This paper illustrates the basic functions of a crawler by crawling the pictures of the travel class in the National Geographic Chinese network. Given the initial address
National Geographic Chinese network: http://www.ngchina.com.cn/travel/ Get and analyze Web page content
A, analysis of the Web page structure, to determine the content of the desired part
We open the Web page, right click on the "Show Web page source code" to view the structure of the page, here is the section I intercepted
We will find that the image type data is placed in the < IMG > tag scr= "", we just find these tags, from which we can extract the connection we want to complete our expectations.
b, get the content of the Web page
To extract the content, we first initiate a request to the server, fetch the file, then analyze and extract the image information, and organize the data to be saved.
The author uses the Python3.6, obtains the webpage content commonly has two kinds of ways: Requests and urllib (merges Urllib and Urllib2 in Python2), regarding obtains the webpage content, please refer to this: The Reptile Foundation: Python Obtains the webpage content
Now, we define a way to get the Web page crawl ()
Import Requests
def crawl (URL, headers): With
requests.get (Url=url, headers=headers) as response:
# Read the contents of the response, and transcoding
data = Response.content.decode () return
data
Call this method to get the contents of the Web page:
# get the specified page content
url = ' http://www.ngchina.com.cn/travel/'
headers = {' user-agent ': ' mozilla/5.0 Linux; Android 6.0; Nexus 5 build/mra58n) applewebkit/537.36 (khtml, like Gecko) chrome/66.0.3359.139 Mobile safari/537.36 '}
content = CR Awl (URL, headers)
print (content)
write regular expressions that match the contents of a picture
Import re
# Writing regular expressions, matching picture content pattern
= R ' src= ' (. *?\.jpg) '
complie_re = Re.compile
Match all content that matches the regular expression
imglist = Complie_re.findall (content)
# for the matching contents, may need further processing, filtering to finally get the data we need, such as new link, We can go back to the new URL queue, wait for the next crawl
# in short, deal with it according to requirements
# to
imglist = List (set (imglist))
# Remove unqualified pictures
imglist = [img for img in imglist if Img.startswith (' http ')]
# Output for
img, i in zip (imglist, Range (len (imglist))):
Print (' {}:{} '. Format (i, IMG))
'
0:http://image.ngchina.com.cn/2018/0428/20180428110510703.jpg
1:http://image.ngchina.com.cn/2018/0130/20180130032001381.jpg
2:http://image.ngchina.com.cn/2018/0424/ 20180424010923371.jpg
...
37:http://image.ngchina.com.cn/2018/0419/20180419014117124.jpg
38:http://image.nationalgeographic.com.cn/ 2017/1127/20171127121516360.jpg
' "
So we grabbed the picture information from the given address, and we picked one:
Http://image.ngchina.com.cn/2018/0428/20180428110510703.jpg
storage and next round of crawl
After we crawl to the specified content, we can store it in the database, if it is link type crawl, we can create a URL queue, the specified URL to add new link to the URL queue, and then round the traversal crawl, for the Queue URL processing, The corresponding strategy needs to be adopted according to the specific requirements to accomplish the task.
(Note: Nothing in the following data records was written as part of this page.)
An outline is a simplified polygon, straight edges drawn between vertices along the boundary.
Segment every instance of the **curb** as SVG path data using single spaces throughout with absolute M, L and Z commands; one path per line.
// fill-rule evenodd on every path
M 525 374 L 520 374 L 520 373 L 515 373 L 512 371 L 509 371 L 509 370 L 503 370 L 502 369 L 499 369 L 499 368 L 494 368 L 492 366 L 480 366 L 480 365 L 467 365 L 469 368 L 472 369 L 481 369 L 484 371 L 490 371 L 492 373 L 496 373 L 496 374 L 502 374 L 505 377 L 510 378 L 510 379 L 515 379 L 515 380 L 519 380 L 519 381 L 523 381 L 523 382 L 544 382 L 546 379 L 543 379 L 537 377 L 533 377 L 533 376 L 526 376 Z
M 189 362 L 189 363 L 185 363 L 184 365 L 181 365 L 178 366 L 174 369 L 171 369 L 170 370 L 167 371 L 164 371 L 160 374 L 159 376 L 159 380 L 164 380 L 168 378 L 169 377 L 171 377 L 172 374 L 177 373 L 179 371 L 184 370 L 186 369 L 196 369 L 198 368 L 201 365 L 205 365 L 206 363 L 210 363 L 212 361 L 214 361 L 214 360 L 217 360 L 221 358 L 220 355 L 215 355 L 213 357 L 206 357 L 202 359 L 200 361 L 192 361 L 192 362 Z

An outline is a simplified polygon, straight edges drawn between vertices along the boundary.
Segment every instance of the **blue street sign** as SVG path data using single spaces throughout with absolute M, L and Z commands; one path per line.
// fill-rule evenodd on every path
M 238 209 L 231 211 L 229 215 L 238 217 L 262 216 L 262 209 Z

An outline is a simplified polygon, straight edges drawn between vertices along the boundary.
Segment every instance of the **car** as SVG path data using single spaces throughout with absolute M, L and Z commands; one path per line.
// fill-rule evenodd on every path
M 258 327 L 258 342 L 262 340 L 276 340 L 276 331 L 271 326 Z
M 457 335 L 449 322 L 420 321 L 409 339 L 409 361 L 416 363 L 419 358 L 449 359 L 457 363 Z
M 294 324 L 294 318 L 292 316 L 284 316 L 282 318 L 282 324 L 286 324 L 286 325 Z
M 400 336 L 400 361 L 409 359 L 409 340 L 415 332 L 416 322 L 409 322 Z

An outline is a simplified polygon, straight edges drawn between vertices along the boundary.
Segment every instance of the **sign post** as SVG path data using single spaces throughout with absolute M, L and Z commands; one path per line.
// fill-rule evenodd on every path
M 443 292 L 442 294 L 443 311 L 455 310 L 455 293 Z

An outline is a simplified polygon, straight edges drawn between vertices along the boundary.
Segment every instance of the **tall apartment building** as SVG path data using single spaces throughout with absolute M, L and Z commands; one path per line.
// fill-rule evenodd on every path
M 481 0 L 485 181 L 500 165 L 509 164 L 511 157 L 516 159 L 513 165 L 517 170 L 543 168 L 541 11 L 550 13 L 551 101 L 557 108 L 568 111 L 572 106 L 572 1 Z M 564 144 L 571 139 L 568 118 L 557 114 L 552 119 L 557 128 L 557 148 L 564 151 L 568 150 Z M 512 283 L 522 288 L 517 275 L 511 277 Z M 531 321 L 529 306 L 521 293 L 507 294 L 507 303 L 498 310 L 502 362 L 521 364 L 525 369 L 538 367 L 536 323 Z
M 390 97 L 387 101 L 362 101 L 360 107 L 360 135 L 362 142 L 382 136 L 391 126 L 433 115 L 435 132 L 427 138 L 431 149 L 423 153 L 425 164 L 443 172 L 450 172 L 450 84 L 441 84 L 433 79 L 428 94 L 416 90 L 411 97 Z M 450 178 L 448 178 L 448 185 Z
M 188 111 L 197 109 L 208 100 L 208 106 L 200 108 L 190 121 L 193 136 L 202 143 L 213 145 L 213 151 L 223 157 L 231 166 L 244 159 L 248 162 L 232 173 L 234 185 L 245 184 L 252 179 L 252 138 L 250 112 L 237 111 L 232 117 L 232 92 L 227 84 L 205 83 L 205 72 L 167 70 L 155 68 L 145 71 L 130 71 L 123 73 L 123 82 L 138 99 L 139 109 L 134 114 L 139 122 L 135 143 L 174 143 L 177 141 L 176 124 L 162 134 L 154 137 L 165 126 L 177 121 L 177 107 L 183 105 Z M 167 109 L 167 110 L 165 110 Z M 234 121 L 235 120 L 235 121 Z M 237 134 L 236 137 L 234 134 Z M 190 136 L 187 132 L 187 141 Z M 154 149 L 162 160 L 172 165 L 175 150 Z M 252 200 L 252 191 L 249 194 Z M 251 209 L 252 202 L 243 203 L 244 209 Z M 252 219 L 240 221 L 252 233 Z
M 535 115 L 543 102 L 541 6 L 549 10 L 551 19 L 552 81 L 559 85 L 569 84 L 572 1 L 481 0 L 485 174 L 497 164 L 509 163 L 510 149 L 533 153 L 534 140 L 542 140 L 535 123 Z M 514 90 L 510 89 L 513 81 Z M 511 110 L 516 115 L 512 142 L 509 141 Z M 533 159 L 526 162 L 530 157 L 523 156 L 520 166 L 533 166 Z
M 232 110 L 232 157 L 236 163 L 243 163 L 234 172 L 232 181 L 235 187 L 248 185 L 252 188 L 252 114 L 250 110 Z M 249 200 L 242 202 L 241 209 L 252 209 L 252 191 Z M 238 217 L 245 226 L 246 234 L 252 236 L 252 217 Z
More crawler information can be referred to: the initial crawler. Add:
When we write regular expressions, we can use the online regular expression tool to quickly see the results of the match: Rookie regular tool, this address there are some commonly used, has been written in the regular expression, such as telephone, QQ number, Web site, mailbox, etc., very good.